A module may also be at least partially implemented in software for execution by various types of processors. An identified unit of executable code may, for instance, comprise one or more physical or logical blocks of computer instructions that may, for instance, be organized as an object, procedure, or function. Nevertheless, the executables of an identified module need not be physically located together but may comprise disparate instructions stored in different locations that, when joined logically together, comprise the module and achieve the stated purpose for the module. Further, modules may be stored on a computer-readable medium, which may be, for instance, a hard disk drive, flash device, random access memory (RAM), tape, or any other such medium used to store data.
Indeed, a module of executable code could be a single instruction, or many instructions, and may even be distributed over several different code segments, among different programs, and across several memory devices. Similarly, operational data may be identified and illustrated herein within modules and may be embodied in any suitable form and organized within any suitable type of data structure. The operational data may be collected as a single data set or may be distributed over different locations, including over different storage devices, and may exist, at least partially, merely as electronic signals on a system or network.

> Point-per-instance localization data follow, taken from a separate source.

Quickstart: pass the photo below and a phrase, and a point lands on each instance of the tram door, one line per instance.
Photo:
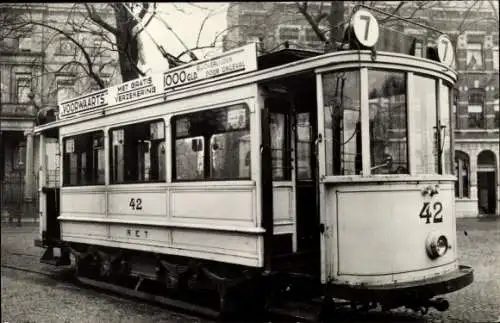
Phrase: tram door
(292, 121)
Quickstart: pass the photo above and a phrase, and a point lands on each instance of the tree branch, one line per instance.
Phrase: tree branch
(95, 17)
(303, 10)
(90, 71)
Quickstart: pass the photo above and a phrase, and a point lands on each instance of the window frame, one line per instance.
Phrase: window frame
(95, 171)
(65, 83)
(406, 122)
(20, 78)
(359, 74)
(60, 47)
(462, 158)
(206, 145)
(476, 98)
(495, 58)
(111, 149)
(471, 51)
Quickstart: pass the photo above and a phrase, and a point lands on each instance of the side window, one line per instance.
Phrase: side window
(138, 153)
(84, 160)
(388, 127)
(304, 146)
(342, 123)
(212, 144)
(279, 146)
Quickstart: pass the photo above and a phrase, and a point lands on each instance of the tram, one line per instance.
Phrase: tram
(327, 176)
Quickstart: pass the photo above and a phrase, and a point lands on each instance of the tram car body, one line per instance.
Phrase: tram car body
(331, 173)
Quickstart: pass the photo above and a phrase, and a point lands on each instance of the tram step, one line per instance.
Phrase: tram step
(49, 258)
(307, 312)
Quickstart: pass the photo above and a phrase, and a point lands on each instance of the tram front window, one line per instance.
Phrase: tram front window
(388, 126)
(341, 97)
(138, 153)
(212, 144)
(424, 114)
(444, 127)
(84, 159)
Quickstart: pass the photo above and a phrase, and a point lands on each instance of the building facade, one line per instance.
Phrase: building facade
(472, 26)
(40, 65)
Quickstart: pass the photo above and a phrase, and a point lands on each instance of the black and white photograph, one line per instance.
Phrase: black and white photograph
(266, 162)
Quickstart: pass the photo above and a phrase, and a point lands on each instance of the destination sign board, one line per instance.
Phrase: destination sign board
(135, 90)
(233, 62)
(84, 103)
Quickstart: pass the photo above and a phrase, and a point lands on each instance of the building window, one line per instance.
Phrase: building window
(65, 47)
(462, 173)
(311, 35)
(138, 153)
(83, 160)
(65, 90)
(23, 84)
(212, 144)
(19, 156)
(497, 114)
(418, 48)
(474, 56)
(25, 44)
(475, 111)
(495, 58)
(342, 111)
(288, 33)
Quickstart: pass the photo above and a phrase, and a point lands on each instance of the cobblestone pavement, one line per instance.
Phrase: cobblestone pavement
(34, 298)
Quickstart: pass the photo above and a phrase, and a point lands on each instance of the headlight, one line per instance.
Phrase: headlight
(436, 245)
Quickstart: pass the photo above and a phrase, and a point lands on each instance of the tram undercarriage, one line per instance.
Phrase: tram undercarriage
(222, 290)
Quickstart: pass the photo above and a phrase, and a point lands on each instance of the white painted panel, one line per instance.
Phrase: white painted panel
(233, 204)
(83, 202)
(85, 230)
(282, 204)
(145, 203)
(217, 242)
(380, 231)
(140, 234)
(230, 247)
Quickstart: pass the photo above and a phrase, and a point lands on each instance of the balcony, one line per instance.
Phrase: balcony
(17, 110)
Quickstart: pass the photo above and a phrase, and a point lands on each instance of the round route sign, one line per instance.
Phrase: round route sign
(445, 50)
(365, 28)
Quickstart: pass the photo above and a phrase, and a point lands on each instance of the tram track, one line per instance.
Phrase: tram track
(299, 312)
(69, 276)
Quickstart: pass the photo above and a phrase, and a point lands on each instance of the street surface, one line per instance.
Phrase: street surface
(31, 297)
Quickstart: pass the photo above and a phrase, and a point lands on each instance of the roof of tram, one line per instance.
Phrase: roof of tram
(284, 56)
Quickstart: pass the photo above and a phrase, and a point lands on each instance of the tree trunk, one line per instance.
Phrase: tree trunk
(126, 43)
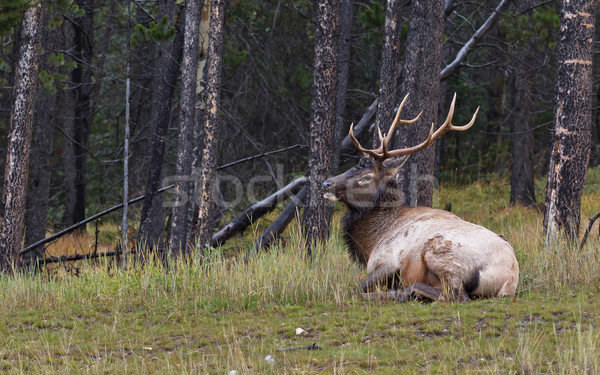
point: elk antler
(381, 153)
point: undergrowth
(218, 314)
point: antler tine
(447, 125)
(411, 150)
(397, 120)
(373, 153)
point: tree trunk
(19, 142)
(522, 189)
(183, 166)
(317, 214)
(421, 78)
(36, 217)
(390, 65)
(152, 222)
(573, 115)
(76, 164)
(346, 11)
(210, 133)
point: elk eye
(365, 179)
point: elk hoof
(419, 292)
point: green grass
(222, 315)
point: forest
(172, 155)
(498, 57)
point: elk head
(362, 185)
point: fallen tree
(255, 211)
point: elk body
(427, 253)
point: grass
(220, 315)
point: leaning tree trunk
(421, 79)
(346, 12)
(36, 216)
(19, 142)
(183, 165)
(522, 189)
(78, 133)
(317, 214)
(573, 115)
(210, 132)
(168, 55)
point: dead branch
(589, 229)
(135, 200)
(72, 258)
(312, 346)
(256, 210)
(278, 226)
(462, 54)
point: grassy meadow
(221, 316)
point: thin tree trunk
(346, 11)
(522, 189)
(79, 133)
(19, 142)
(163, 87)
(390, 66)
(421, 78)
(317, 214)
(573, 116)
(36, 216)
(183, 166)
(207, 175)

It will be readily understood that the components of the application, as generally described and illustrated in the figures herein, may be arranged and designed in a wide variety of different configurations. Thus, the detailed description of the embodiments is not intended to limit the scope of the application as claimed but is merely representative of selected embodiments of the application.
One having ordinary skill in the art will readily understand that the above may be practiced with steps in a different order and/or with hardware elements in configurations that are different from those which are disclosed. Therefore, although the application has been described based upon these preferred embodiments, it would be apparent to those of skill in the art that certain modifications, variations, and alternative constructions would be apparent.
While preferred embodiments of the present application have been described, it is to be understood that the embodiments described are illustrative only and the scope of the application is to be defined solely by the appended claims when considered with a full range of equivalents and modifications (e.g., protocols, hardware devices, software platforms etc.) thereto.